Download and Build Zeppelin
Go to the download page and get the latest source package.
Untar the source package and create a git repo to make bower happy:
$ tar zxvf zeppelin-0.5.6-incubating.tgz
$ cd zeppelin-0.5.6-incubating
$ git init
Before building from source first determine the Hadoop version by running the following command on the edge node:
$ hadoop version
Hadoop 2.6.0-cdh5.4.8
...
This command was run using /opt/cloudera/parcels/CDH-5.4.8-1.cdh5.4.8.p0.4/lib/hadoop/hadoop-common-2.6.0-cdh5.4.8.jar
Build Zeppelin with YARN support enabled using the Maven profile corresponding to the Hadoop version found above:
$ mvn clean package -Pbuild-distr -Pyarn -Pspark-1.5 -Dspark.version=1.5.2 \
-Phadoop-2.6 -Dhadoop.version=2.6.0-cdh5.4.8 -DskipTests -Pvendor-repo
Note we are assuming that you are using a custom Spark version as described in our previous post.
Installing Zeppelin on the Edge Node
Copy the distribution to the edge node:
$ scp zeppelin-distribution/target/zeppelin-x.y.z-incubating.tar.gz edge-node:
SSH to the edge node, unzip the tarball and cd
to the Zeppelin installation directory:
$ tar zxvf /path/to/zeppelin-x.y.z-incubating.tar.gz
$ cd zeppelin-x.y.z-incubating/
Configure Zeppelin by creating and editing conf/zeppelin-env.sh
:
$ cp conf/zeppelin-env.sh{.template,}
It should contain the following variables:
export SPARK_HOME="$HOME/spark-x.y.z-bin-cdhx.y.z" # Assuming you are using a custom Spark version
export MASTER=yarn-client
export ZEPPELIN_JAVA_OPTS="-Dspark.yarn.jar=$HOME/spark-x.y.z-bin-cdhx.y.z/lib/spark-assembly-x.y.z-hadoopx.y.z-cdhx.y.z.jar"

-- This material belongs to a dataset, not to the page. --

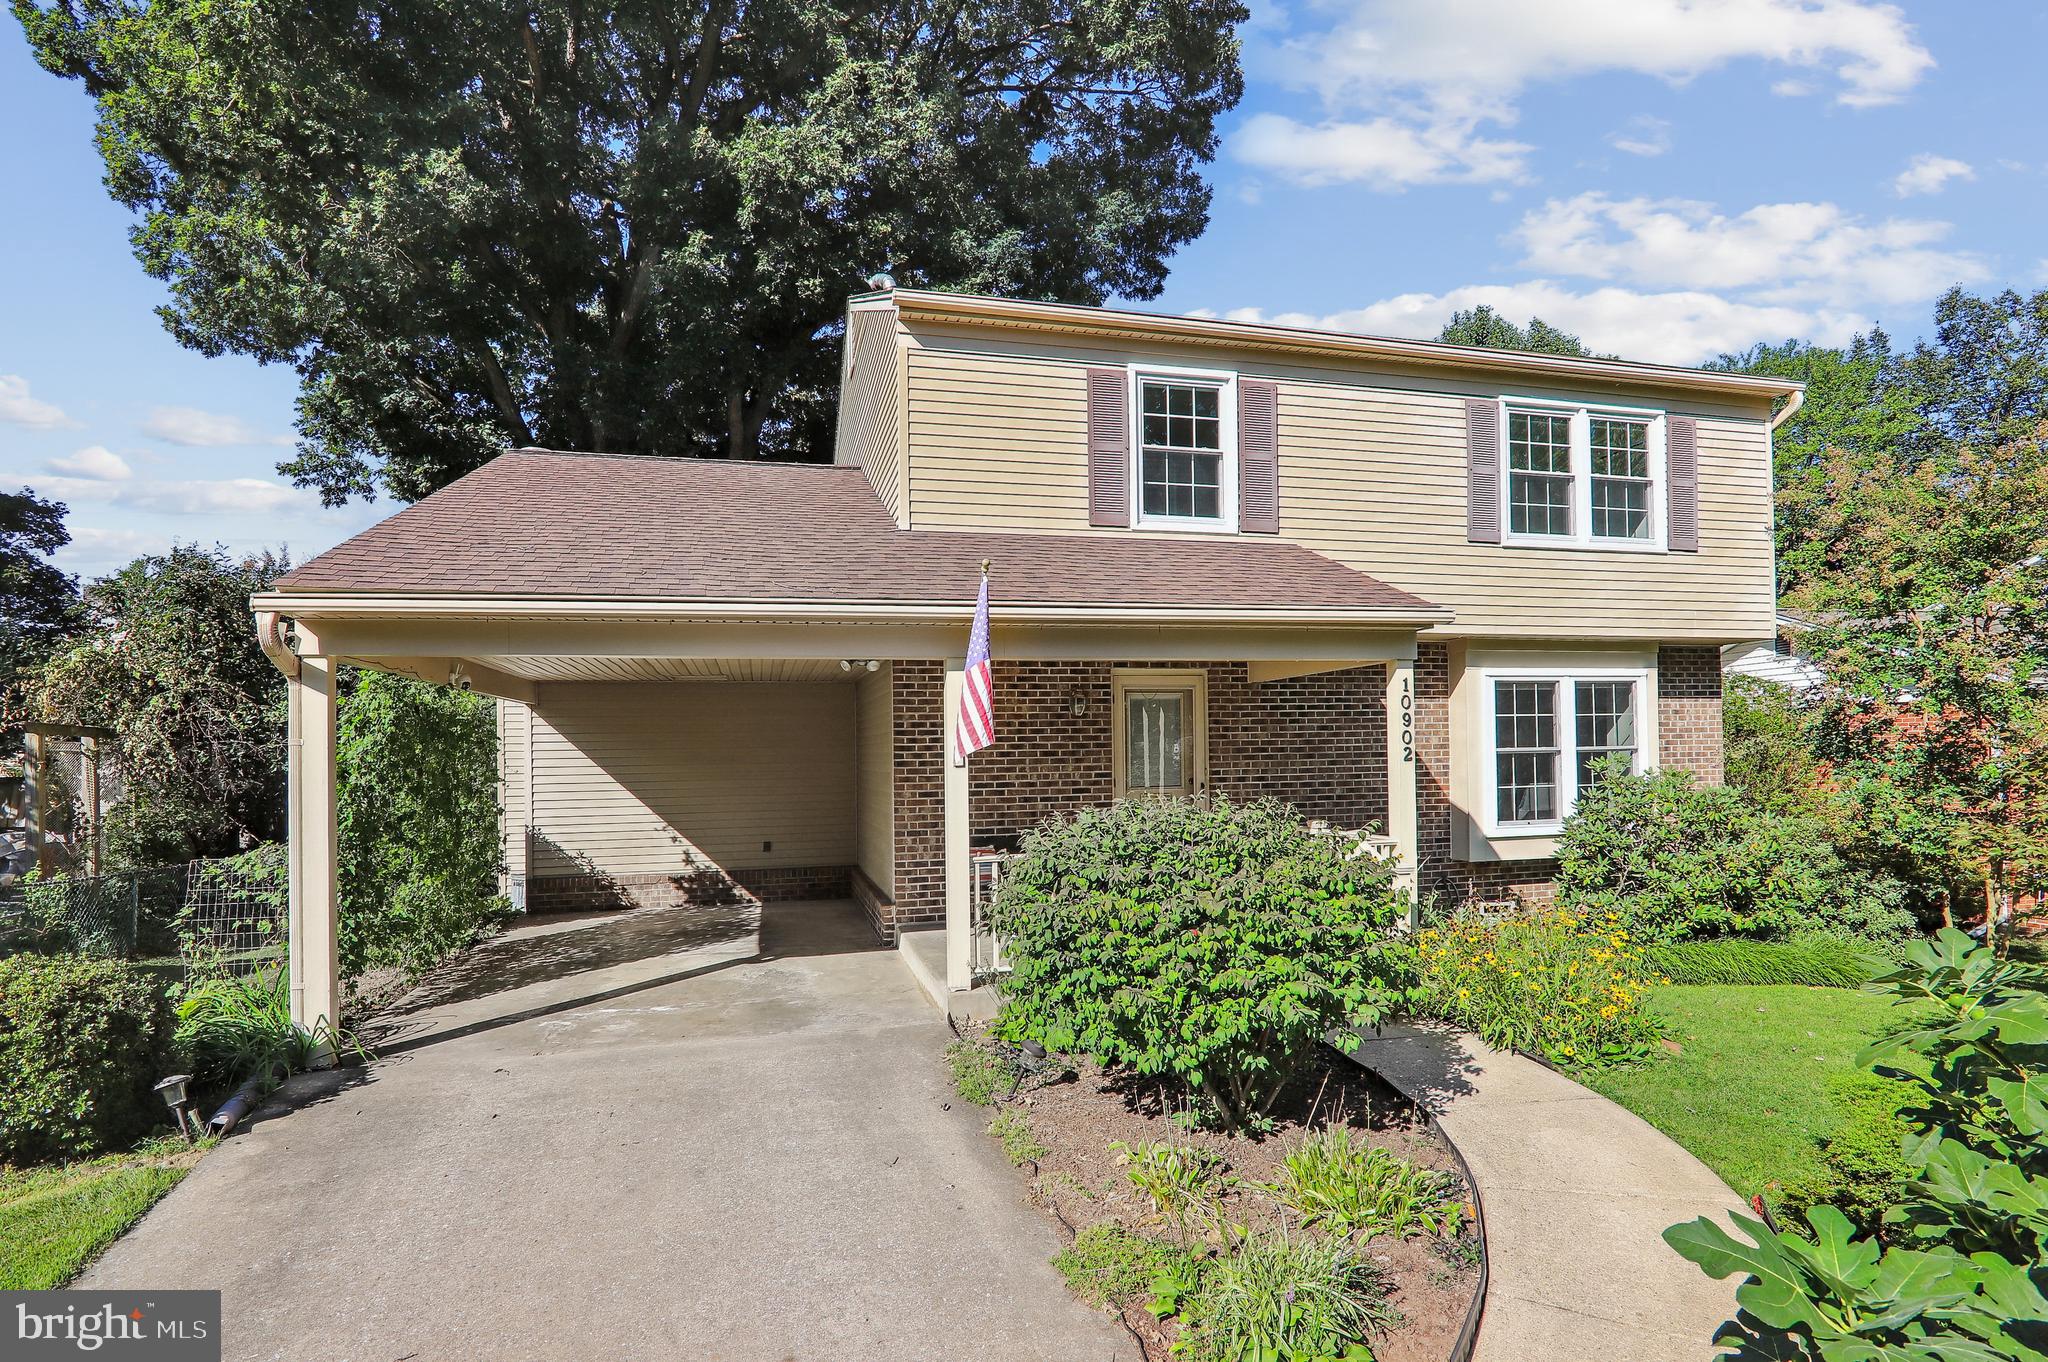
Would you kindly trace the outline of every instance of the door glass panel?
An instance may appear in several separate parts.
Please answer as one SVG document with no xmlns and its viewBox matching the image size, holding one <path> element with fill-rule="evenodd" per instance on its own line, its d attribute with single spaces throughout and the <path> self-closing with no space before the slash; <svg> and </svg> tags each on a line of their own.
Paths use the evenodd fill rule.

export DEFAULT_HADOOP_HOME=/opt/cloudera/parcels/CDH-x.y.z-1.cdhx.y.z.p0.11/lib/hadoop
export HADOOP_HOME=${HADOOP_HOME:-$DEFAULT_HADOOP_HOME}
if [ -n "$HADOOP_HOME" ]; then
export LD_LIBRARY_PATH=$LD_LIBRARY_PATH:${HADOOP_HOME}/lib/native
fi
export HADOOP_CONF_DIR=${HADOOP_CONF_DIR:-/etc/hadoop/conf}
Manage the Zeppelin Server
To start the server run:
$ bin/zeppelin-daemon.sh start
To stop it:
$ bin/zeppelin-daemon.sh stop